Finally, the URLs were labeled manually by several raters. Each link was classified into one of four categories: i) spam class; ii) borderline class; iii) benign class; and iv) unknown class. The raters were given a set of guidelines for labeling web spam pages (e.g., see [32]). A web application was utilized by the raters to view and rate the data set’s links so every link was classified by at least one rater. Fig 4A shows the distribution of classes (i.e., non-spam, borderline, and spam) according to the raters. It should be noted that almost 26% of the Google search results were flagged as either the spam class (10%) or borderline class (16%), although the new update to the Penguin algorithm has been in place for several months.

Many spammers aim to compromise the machines of users and there was a clear correlation between spamming and the existence of web vulnerabilities, as shown in Fig 4B and 4C. We note that 15% of the positive URLs results obtained from the Sucuri scanner (i.e., containing malware and flagged as malicious) were manually labeled as spam, whereas 9% of the negative web pages were labeled as spam. Similarly, the percentage of URLs flagged as borderline represented (1) 13% of the Sucuri scanner-negative URLs and (2) 30% of the Sucuri scanner-positive URLs. However, the percentage of non-spam URLs represented more than 78% of the negative URLs and 55% of the positive URLs. Similar observations can be made for the sites scanned by the McAfee tool, as shown in Fig 4C, which indicates that spamming seems to be a preferred tool for attackers.

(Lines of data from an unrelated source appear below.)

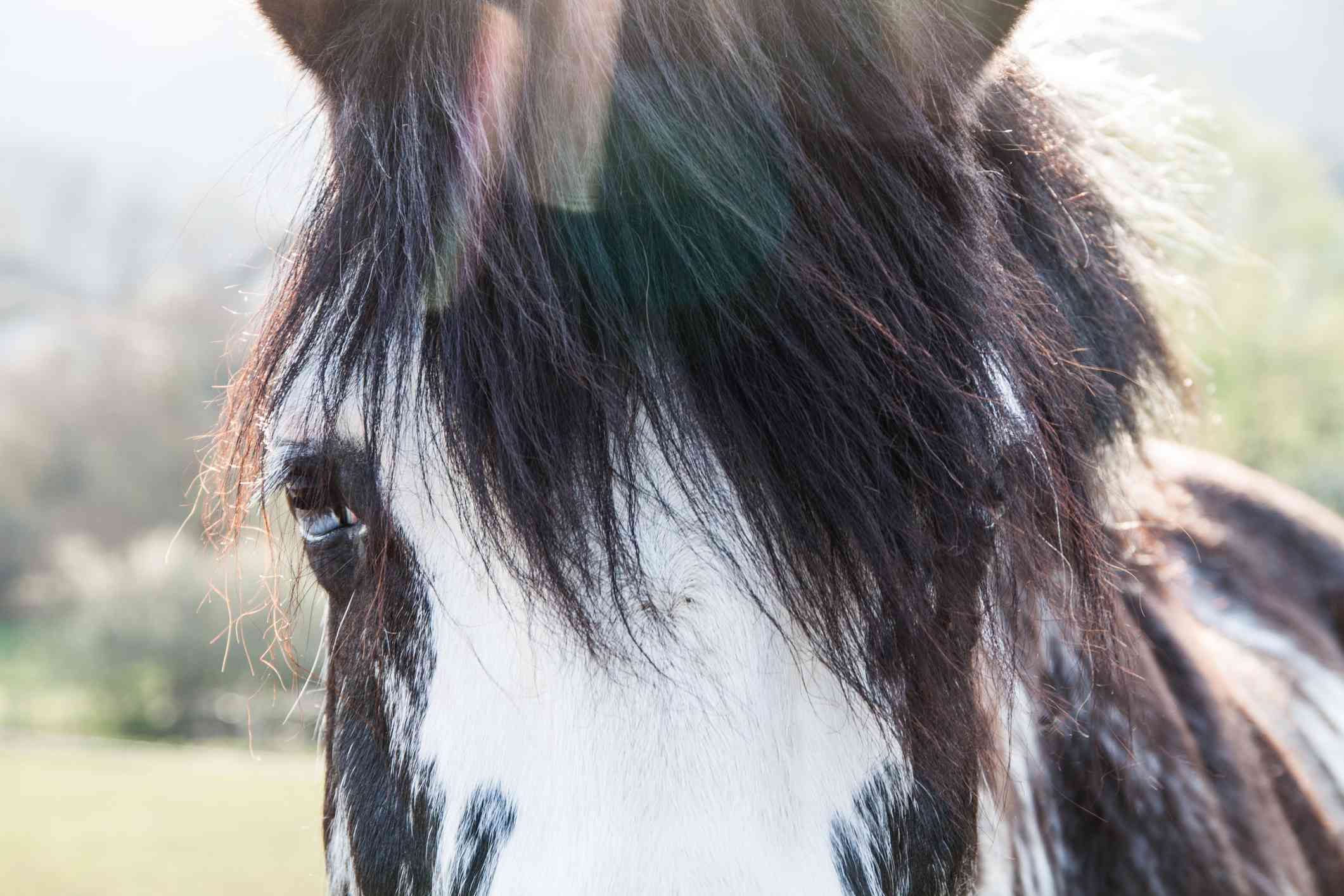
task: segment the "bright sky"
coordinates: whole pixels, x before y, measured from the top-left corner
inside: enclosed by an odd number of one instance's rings
[[[1344,159],[1344,4],[1192,1],[1206,40],[1188,63]],[[5,5],[0,149],[94,160],[114,183],[285,218],[309,159],[286,134],[312,99],[251,0]]]

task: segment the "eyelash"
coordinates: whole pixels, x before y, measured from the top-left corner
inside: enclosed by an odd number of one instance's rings
[[[324,541],[343,531],[353,532],[364,527],[329,477],[323,478],[327,481],[297,478],[285,486],[285,497],[298,523],[298,533],[309,544]]]

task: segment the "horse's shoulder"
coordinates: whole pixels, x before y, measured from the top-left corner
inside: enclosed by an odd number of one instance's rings
[[[1153,442],[1146,459],[1156,501],[1140,514],[1167,566],[1189,574],[1192,587],[1177,590],[1250,610],[1321,658],[1344,661],[1344,519],[1208,451]]]

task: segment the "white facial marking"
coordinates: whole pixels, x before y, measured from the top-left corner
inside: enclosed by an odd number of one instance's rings
[[[456,516],[435,510],[452,502],[401,469],[392,513],[431,604],[427,711],[405,744],[442,806],[435,892],[450,892],[468,799],[497,782],[517,814],[491,896],[840,895],[832,821],[891,748],[710,545],[645,508],[640,543],[673,637],[641,641],[657,672],[603,672],[516,586],[491,583]],[[399,725],[409,696],[395,678],[383,688]]]

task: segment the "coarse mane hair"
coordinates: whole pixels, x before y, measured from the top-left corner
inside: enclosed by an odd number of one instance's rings
[[[1103,461],[1172,373],[1027,62],[981,73],[950,4],[626,0],[597,201],[566,210],[528,187],[526,114],[499,164],[473,150],[476,4],[329,5],[292,42],[329,157],[227,394],[218,531],[269,420],[353,408],[609,661],[641,508],[675,505],[969,811],[981,673],[1044,618],[1111,646]]]

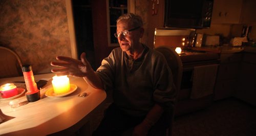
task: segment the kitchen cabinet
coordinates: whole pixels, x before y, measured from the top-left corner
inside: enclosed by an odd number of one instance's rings
[[[230,97],[234,94],[242,57],[242,54],[240,52],[221,54],[221,62],[215,88],[215,100]]]
[[[256,105],[256,53],[244,52],[234,96]]]
[[[212,24],[239,24],[243,0],[215,0]]]
[[[243,1],[240,21],[242,24],[249,24],[256,22],[256,1]]]

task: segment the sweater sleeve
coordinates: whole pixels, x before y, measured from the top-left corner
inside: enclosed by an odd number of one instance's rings
[[[101,65],[95,72],[101,80],[105,90],[109,90],[113,87],[115,63],[115,55],[112,51],[110,55],[102,61]]]

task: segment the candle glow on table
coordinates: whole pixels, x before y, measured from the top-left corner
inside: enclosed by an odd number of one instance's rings
[[[180,47],[176,47],[176,49],[175,49],[175,51],[178,54],[180,54],[181,53],[181,48],[180,48]]]
[[[17,87],[13,83],[7,83],[0,86],[2,97],[8,98],[18,94]]]
[[[54,93],[60,94],[69,92],[70,90],[69,79],[67,76],[55,76],[52,81]]]

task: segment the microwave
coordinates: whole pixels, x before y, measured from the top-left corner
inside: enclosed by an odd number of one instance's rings
[[[165,0],[166,28],[209,28],[214,0]]]

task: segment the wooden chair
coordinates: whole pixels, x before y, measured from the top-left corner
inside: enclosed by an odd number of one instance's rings
[[[19,57],[13,51],[0,47],[0,78],[22,75],[22,62]]]
[[[180,89],[180,84],[181,78],[182,77],[182,63],[180,57],[175,52],[175,49],[167,46],[159,46],[155,50],[161,53],[165,57],[168,65],[172,70],[173,73],[174,82],[176,87],[176,97],[178,96]],[[177,101],[176,98],[176,101]],[[172,135],[173,129],[173,123],[174,120],[174,114],[175,110],[175,103],[173,107],[168,109],[167,112],[168,114],[168,119],[170,120],[170,124],[167,130],[166,135]]]

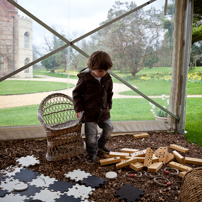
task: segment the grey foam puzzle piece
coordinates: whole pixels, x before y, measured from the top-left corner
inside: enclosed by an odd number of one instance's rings
[[[74,198],[72,196],[62,195],[59,199],[56,199],[55,202],[80,202],[82,201],[79,198]]]
[[[69,188],[72,188],[73,183],[72,182],[66,182],[66,181],[56,181],[53,184],[51,184],[48,189],[54,190],[54,191],[60,191],[65,192],[68,191]]]
[[[88,176],[87,178],[84,178],[82,184],[85,184],[86,186],[91,186],[93,188],[97,188],[103,185],[105,182],[107,182],[107,180],[92,175]]]
[[[13,191],[14,194],[25,195],[26,197],[34,196],[36,193],[41,191],[41,187],[29,185],[25,191]]]
[[[33,179],[37,178],[38,173],[28,168],[22,169],[20,172],[16,173],[13,178],[19,179],[23,182],[31,182]]]

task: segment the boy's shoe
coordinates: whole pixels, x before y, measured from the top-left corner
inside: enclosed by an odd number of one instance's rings
[[[86,161],[87,164],[93,164],[95,162],[95,157],[87,156]]]
[[[105,154],[109,154],[110,150],[104,146],[104,147],[99,147],[98,148],[102,153],[105,153]]]

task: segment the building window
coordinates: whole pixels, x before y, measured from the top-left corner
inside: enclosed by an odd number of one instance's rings
[[[25,32],[24,34],[24,48],[29,48],[29,34]]]
[[[4,57],[0,56],[0,71],[4,70]]]
[[[29,58],[26,58],[25,61],[24,61],[24,65],[27,65],[27,64],[29,64]],[[28,74],[29,73],[29,67],[27,69],[25,69],[24,72],[26,74]]]

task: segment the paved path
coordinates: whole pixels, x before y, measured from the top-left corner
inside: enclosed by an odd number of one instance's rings
[[[52,82],[67,82],[67,79],[63,78],[55,78],[50,76],[42,76],[38,75],[37,77],[41,78],[34,78],[29,79],[30,81],[52,81]],[[17,79],[13,78],[10,80],[25,80],[25,79]],[[77,79],[68,79],[69,83],[76,84]],[[22,94],[22,95],[5,95],[0,96],[0,108],[10,108],[10,107],[19,107],[19,106],[26,106],[26,105],[34,105],[34,104],[40,104],[40,102],[48,95],[52,93],[65,93],[69,96],[72,96],[72,90],[74,88],[69,88],[65,90],[59,90],[59,91],[49,91],[49,92],[43,92],[43,93],[32,93],[32,94]],[[128,91],[130,90],[129,87],[127,87],[124,84],[121,83],[114,83],[113,86],[113,98],[142,98],[142,96],[130,96],[130,95],[120,95],[120,92]],[[149,96],[150,98],[161,98],[161,96]],[[202,97],[202,95],[192,95],[188,97]]]

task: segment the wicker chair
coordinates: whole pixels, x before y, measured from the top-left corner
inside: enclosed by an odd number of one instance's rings
[[[77,119],[71,97],[62,93],[47,96],[39,105],[37,117],[46,132],[48,161],[67,159],[84,152],[82,116]]]

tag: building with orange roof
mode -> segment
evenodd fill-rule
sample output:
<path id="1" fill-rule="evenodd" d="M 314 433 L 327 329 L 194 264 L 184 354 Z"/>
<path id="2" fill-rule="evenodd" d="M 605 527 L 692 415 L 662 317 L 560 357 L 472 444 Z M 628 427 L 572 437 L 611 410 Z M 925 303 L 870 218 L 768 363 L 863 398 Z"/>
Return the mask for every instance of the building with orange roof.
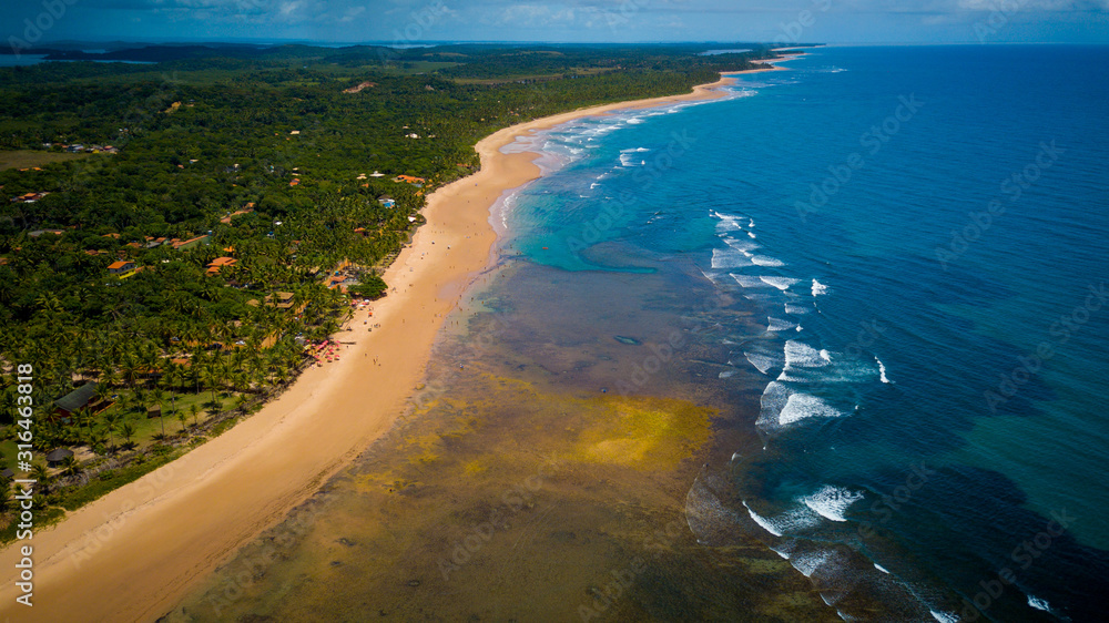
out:
<path id="1" fill-rule="evenodd" d="M 112 262 L 108 265 L 108 272 L 112 275 L 126 275 L 135 269 L 135 263 L 125 259 Z"/>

Fig 5A, 5B and 5C illustrate the distributions of our three classes among Google Trends categories. The distribution is divided into two sets: malicious and benign, as found in the URL classification by the Sucuri scanner. The arts & entertainment, beauty & fitness, and online communities categories were most common for web spammers. Furthermore, we note that the numbers of positive and negative URLs according to the Sucuri scanner were proportional to those in the spam and borderline classes, unlike the non-spam category class.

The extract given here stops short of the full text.